Friday, September 23, 2011

The Book and Revelations

Revelations
In the fourth grade a new boy moved to town.  To the rest, he came from somewhere exotic. Kansas.  He was taller than the rest of us and wore very short shorts, white and almost obscene.  

I was told to show him the ropes.  Our fourth grade teacher had too much to do.  Mrs. Eichenger wore oversized glasses, bifocals, the plastic kind that came in impossible colors like periwinkle, rose and sunflower.  She had a gamey smile and oversized front teeth.  Her hair was short, but not "Let's Get Physical," fashionable.  She was a butchy broad back when lesbians were mysterious manly misfits, all fish and no bicycle, before the Portias invaded intent on showing the world they still knew how to ride.  

She knew I would show him what was expected, or at least what I did, the strange self-starter with schoolwork that I was; if he did even half of what I showed him, she would have one less headache.  That morning I showed him the laminated reading comprehension cards we worked on for an hour a day, at our own pace.  They were grouped in clusters of 30, and color coated.  The only reward for progression, was the exploration of colors more impossible than our teacher's dyke eye-ware.  
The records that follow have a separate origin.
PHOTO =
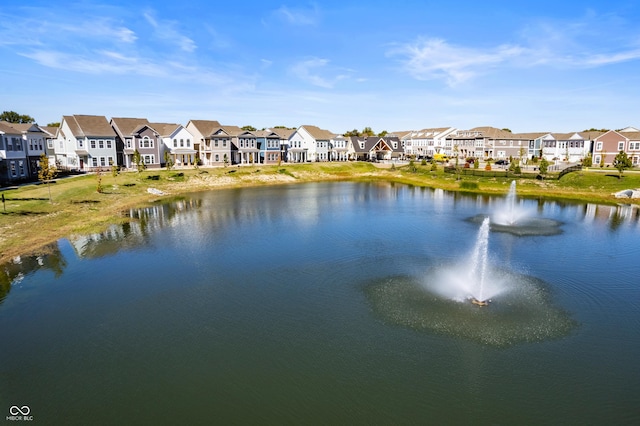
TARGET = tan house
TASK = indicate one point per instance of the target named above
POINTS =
(609, 144)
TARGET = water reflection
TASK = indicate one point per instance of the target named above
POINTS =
(295, 207)
(13, 273)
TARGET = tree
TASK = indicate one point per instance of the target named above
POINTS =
(138, 160)
(367, 132)
(99, 188)
(14, 117)
(544, 166)
(622, 162)
(47, 172)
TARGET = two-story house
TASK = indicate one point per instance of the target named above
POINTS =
(377, 148)
(178, 142)
(309, 143)
(13, 154)
(248, 149)
(609, 144)
(34, 140)
(269, 145)
(85, 143)
(283, 134)
(210, 151)
(425, 143)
If you read fast, like the only Asian in the entire school and I did, you were moved through a bewildering array of hues beyond the reach of our pre-catalogue imagination, strangers to even Crayola. Fuck brown sienna and tangerine.  

Tanya the Asian and I were onto bigger frontiers, leek and santa nella blue.  Kansas boy and his tight white shorts would never break ahead of the pack, but six inches of height and a Mormon smile made up for all that, and he was a Catholic.  

As recess approached Kansas sidled up to our teacher and asked if he could spend recess in the basketball courts and shoot hoops alone, instead of playing a conscripted game of kick ball with the rest of us.  

Our Recess activities were assigned on a weekly basis and participation was coerced by the threat of "the book."  "The book" was a clipboard passed from classroom to classroom after recess.  Anyone that was bad or broke a rule had their name put int he book.  "The book," was meant to sound ominous, but it was never made clear what happened to you if you your name was put in the book, or where it went at the end of the day.  

The book was not about substance or procedure, it was about public humiliation, the Catholic School equivalent of the scarlet letter.  The sisters and our lesbian teacher read the names of our classmates whose names appeared in the book.  My classmates had their moral failure proclaimed in some twisted Romper Room exercise.  

My name appeared in the book once.  One of the wealthier kids brought pomegranates to school in his lunch and we got into a pomegranate fight, covering ourselves and the restroom walls in red when we should have been playing kickball. I was responsible for having the ridiculous fruit banned from school altogether. I watched  Sister Alice scrawl my name in the book with gnarled rheumatoid claws, threatening to break the pencil she used, scrawling my name in disappointed rage. I was altar boy "a" and was not supposed to be in the book, a disgrace.

To my surprise, the boy in the tight shorts managed to secure the accommodation, his cleft chin and dimples casting a spell not even a woman who only wore pants could resist.  When he came back to me and my fancy colored laminated cards, he asked if I wanted to join him.  I doubted any such thing would be allowed, but did not protest since he volunteered to ask, to push it with the new teacher on his first day.  

He waited for the bell to ring and the class to empty before asking her if I could go.  The three of us were the only people left in the classroom.  

Then, With the stupid naiveté of a nine year old, he said, "Eric wants to know if he can play with me."  

I was used to the idiocies of my classmates and their absolute ignorance of anything sexual, of innuendo, or of the pervasive adult hysteria surrounding children and sexual knowledge.   

"He wants to what?"  

Her fact contorted under the plexiglass shield and she looked up in my direction in accusatory belief.  Not only did not she see tight pants as the nimrod he was, but the story was immediately plausible.  Me, her lilac level reader, was out to fondle these innocent farm raised balls.  

In disgust I broke rank, belied my knowledge of the adult world.  

"No, not like, to play horse, the game with the basketball."  

Her face winced with embarrassed and disgust.

"Oh, ok," was all that she could muster. 

But she reviled me for catching her in the act, wallowing in a soup of inappropriate assumptions.  I knew that my classmates were not the only one's that considered me a faggot. She never forgave me for my transgression, and ignored me like some pomegranate eating Eve, some unnatural pervert who relished forbidden knowledge and pink cock.  

Later, and for the sheer hell of it, I scribbled her name in the book when no one was looking, having discovered it on Father Riley's desk one Friday while preparing for mass.  How her name got there became an unexplainable mystery and scandal among the faculty, proof that the devil was somehow among them.